Alphabet

Ryan O’Neill

Q

The way you might get dressed in the morning and notice for the first time a bruise on your arm, and wonder how it got there. This was how he had come to think of his marriage.

W

The last time they had gone out together was two years earlier. They hired a babysitter, and went to a party at a friend’s house. He didn’t know many of the people there. When someone asked him what he did, he said he was a teacher.

‘Don’t be modest,’ his wife said. ‘He’s a writer.’

‘Oh, really?’ a woman asked. ‘What sort of things do you write about?’

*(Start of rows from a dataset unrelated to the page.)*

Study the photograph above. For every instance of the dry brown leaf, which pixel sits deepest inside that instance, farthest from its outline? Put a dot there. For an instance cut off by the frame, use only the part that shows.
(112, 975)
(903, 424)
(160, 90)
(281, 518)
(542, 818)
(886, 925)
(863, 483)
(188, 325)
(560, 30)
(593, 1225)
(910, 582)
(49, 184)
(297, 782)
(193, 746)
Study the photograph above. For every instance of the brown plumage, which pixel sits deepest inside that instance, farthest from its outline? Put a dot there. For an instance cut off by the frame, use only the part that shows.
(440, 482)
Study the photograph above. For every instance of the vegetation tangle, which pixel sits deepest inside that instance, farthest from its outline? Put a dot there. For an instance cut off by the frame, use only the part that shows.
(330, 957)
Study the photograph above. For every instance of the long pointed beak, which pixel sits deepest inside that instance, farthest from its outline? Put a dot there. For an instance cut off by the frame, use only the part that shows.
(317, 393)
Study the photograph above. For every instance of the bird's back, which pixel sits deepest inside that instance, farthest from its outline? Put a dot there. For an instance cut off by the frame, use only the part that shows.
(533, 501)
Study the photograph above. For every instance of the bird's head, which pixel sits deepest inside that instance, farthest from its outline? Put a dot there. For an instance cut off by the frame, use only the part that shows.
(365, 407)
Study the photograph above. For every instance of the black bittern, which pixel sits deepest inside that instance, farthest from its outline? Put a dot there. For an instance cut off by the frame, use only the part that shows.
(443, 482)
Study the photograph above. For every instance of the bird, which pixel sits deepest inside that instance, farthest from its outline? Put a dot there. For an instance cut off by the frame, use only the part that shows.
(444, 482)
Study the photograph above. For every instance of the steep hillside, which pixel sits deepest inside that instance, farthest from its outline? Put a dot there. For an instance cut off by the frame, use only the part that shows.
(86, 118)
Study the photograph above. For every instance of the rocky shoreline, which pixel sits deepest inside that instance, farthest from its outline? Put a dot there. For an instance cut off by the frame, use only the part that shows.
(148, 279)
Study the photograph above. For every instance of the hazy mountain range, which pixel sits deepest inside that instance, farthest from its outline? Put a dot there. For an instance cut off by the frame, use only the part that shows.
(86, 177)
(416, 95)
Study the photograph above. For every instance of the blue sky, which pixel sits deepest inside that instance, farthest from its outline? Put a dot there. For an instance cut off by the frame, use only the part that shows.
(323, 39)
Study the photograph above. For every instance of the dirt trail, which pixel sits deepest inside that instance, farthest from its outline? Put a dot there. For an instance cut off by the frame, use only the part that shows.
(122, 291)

‘Oh, well,’ he said. ‘Language. Words. Teaching. They say you should write about what you know.’

‘That’s why he doesn’t write about sex,’ his wife said, and everyone laughed.

R

‘You can’t even tell your own daughter a story? Don’t you think that’s taking writer’s block a little far?’

T

He lay beside her on the bed, eyes closed. She was reading a biography of Hemingway. On the front cover was a photograph of the American, sitting in front of a typewriter.

‘Did you know that Hemingway’s wife once lost everything he had written?’ his wife asked him. ‘She left her suitcase on a train when she was going to see him in Switzerland. All his stories were in it, and the carbon copies.’

‘That’s appalling,’ he said.

‘But he forgave her,’ she said. She put the book down. ‘If I lost everything you wrote, would you forgive me?’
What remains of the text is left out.